Overall, there are a total of 25 boxes, or 25 life histories (which by the way is comparable to the number of life histories documented in a small coastal stream in Washington). Among those, most returning adults were four to five years old. The two most common life histories were 2.1 and 2.2 steelhead, which spent two years in freshwater and the one or two years in the ocean, respectively. The next most frequent life history were one year old smolts that spent either 1 year (1.1) or two years (1.2) at sea. The least common were the 7-year-old fish and the handful of resident rainbows that were captured matured at three and four years of age.
The story is quite different for steelhead without the adipose. All the fish reared in a hatchery are released at the same time. So there is only one smolt age. And, most adults return at similar ages, usually after one or two years in the ocean.
By my count that is one adipose fin and two dozen options relative to a handful of life histories and no adipose fin for the hatchery fish.
Of course, it isn’t really about the adipose fin. It’s about their environment and genetics. Wild steelhead rear and spawn in highly variable environments differing in everything from water temperature to geology. For a fish to persist it must adapt to those local conditions and because the conditions vary, so do the solutions for the fish (e.g., their life histories).
The diversity in Asotin Creek steelhead perpetuates their ability to survive in an otherwise very difficult situation. The adults and juveniles must pass through eight dams in the main-stem Snake and Columbia Rivers. While the population has struggled in recent years along with other salmon and steelhead in the Snake River basin, it has not blinked out. It is not near extinction. And like the Toutle River, that should not surprise us.
In fact, Asotin Creek steelhead provides hope. Scientists working in the watershed are collecting long-term data on adult and juvenile abundance and diversity. Those types of data sets are rare. Kudos to all that have worked so hard to make that data set a reality. Many of us at Wild Steelheaders United have spent time in the field for various purposes, so we know the level of commitment that it takes to collect such data.
They are also experimenting with different habitat restoration actions. This information will be invaluable to better understanding how fish respond to climate change and other changes in our environment.

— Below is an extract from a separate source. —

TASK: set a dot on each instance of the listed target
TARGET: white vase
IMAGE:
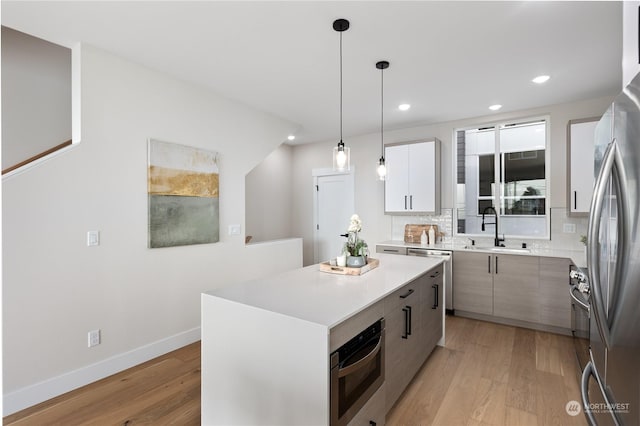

As importantly, it underscores the extent of diversity in wild steelhead, and highlights the need to conserve this diversity as a means of conserving the species and the fisheries steelhead provide.
At the end of the day, we love wild steelhead not because they have an adipose fin. We love them because they are so diverse and resilient. We love them because that diversity generally conveys longer fishing seasons than for other species. And because we never know whether it will be an 18-inch or 30-pound fish on the end of our line.
Simply, we love steelhead.
Eric Crawford is the north Idaho field coordinator for TU’s Sportsmen’s Conservation Project.